Qualcomm posted its results for the quarter. “Qualcomm posted solid Q2/F’20 results with revenue of $5.2B and non-GAAP EPS of $0.88, consistent with guidance as the company continued to execute despite the pandemic driving a 21% global handset market decline in the quarter. Most of the decline was driven by China early in the quarter before rebounding in March, but then handset demand in the rest of the world weakened in March and led to management anticipating a 30% drop in handset demand during Q3/F’20,” said Michael Walkley, an analyst at Canaccord Genuity.

The CMOS image sensor scaling race continues. OmniVision has announced the OV64B, a 64-megapixel (MP) image sensor with a 0.7-micron pixel size. Samsung has also announced a 0.7-micron image sensor.

Packaging
ASE posted its results for the quarter. Sales were up by 10% year-over-year but down by 16% sequentially. In a conference call, Joseph Tung, CFO of ASE, said: “We’re expecting a fairly strong year for 2020, but of course there’s a lot of uncertainties in front of us, including a pandemic and also a lot of political, geographical tensions that could arise in the future. So as far as first and second quarter, we’re still seeing the seasonal pattern continuing. And for the second half of the year, I think there are too many uncertainties in front of us, so we’re refraining ourselves from making any comments on the second half. But as a whole, I think the whole industry momentum remains the same. I think the 5G deployments and also a lot of the new applications coming on stream will continue to be the growth drivers for the future. So at this point, we are investing for the longer term.”

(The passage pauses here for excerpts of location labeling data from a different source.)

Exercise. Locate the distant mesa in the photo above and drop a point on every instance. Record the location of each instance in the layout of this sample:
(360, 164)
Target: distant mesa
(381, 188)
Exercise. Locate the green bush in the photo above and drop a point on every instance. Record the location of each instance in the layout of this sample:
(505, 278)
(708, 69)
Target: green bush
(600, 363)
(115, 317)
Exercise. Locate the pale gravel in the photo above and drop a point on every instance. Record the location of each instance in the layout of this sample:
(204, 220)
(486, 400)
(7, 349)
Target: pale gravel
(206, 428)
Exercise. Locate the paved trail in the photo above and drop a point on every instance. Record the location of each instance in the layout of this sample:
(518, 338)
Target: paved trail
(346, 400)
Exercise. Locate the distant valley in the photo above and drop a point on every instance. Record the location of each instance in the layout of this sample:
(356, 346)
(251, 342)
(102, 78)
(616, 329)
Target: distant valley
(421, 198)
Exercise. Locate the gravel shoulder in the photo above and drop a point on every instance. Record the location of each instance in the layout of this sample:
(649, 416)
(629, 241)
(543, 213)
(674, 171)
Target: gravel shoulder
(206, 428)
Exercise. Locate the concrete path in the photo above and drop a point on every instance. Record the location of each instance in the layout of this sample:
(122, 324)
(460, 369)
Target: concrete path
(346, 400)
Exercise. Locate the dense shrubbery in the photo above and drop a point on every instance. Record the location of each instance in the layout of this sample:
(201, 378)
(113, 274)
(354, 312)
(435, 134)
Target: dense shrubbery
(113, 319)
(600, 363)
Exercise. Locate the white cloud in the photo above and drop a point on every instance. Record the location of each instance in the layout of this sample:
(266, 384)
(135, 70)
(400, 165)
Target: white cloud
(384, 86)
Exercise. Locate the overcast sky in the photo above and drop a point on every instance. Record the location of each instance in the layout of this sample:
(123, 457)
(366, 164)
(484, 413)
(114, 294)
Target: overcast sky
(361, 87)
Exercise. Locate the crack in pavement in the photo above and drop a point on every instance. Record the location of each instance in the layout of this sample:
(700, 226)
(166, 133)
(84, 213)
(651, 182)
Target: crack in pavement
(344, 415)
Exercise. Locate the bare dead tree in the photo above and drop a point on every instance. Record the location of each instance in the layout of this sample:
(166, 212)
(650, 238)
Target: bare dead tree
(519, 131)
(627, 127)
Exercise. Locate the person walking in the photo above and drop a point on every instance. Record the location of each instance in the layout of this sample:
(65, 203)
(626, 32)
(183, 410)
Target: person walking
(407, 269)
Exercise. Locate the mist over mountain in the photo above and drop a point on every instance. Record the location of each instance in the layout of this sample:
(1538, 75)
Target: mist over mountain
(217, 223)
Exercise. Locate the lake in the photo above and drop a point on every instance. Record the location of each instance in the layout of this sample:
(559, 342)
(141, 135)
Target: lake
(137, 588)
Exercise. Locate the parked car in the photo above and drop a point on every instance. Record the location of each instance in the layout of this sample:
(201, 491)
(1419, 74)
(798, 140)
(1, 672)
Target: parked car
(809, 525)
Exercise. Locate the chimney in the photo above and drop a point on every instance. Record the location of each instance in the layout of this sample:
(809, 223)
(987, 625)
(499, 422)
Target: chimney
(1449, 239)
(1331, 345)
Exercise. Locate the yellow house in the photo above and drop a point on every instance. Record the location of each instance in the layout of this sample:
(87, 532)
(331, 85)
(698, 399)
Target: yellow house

Amkor posted mixed results for the quarter. In addition, JCET reported its results for the first quarter of 2020. Revenue was a record high in the quarter. For 2019, the company posted a profit, as compared to a loss in 2018.

Market research
There are mixed signals amid the Covid-19 outbreak. On one hand, TrendForce is forecasting a 5% to 9% growth in the foundry business this year.

The coronavirus crisis will undercut growth in the global semiconductor business in 2020. The worldwide semiconductor market now is expected to decline by 5% in 2020, excluding memory ICs, according to the Omdia. With memory included, global revenue for the overall market will total $439.3 billion in 2020, up 2.5% from $428.5 billion in 2019. This is a reduction from the previous forecast of 5.5% growth for this year.

On the down side, the global power semiconductor market is set for a steep decline in 2020. Omdia now forecasts that the overall power semiconductor market will undergo a 6.9% decline in 2020, with revenue falling to $43.1 billion in 2020, down from $46.3 billion in 2019. “Supply chain interruptions, store closures, stay-at-home orders, job losses and potential new model delays have combined to crater the wireless market,” said Kevin Anderson, senior analyst, power semiconductors at Omdia. “This is partially due to a decline in mobile handset shipments. But mobile handset makers are also offering more mid-range products that have a lower content of power-IC devices.”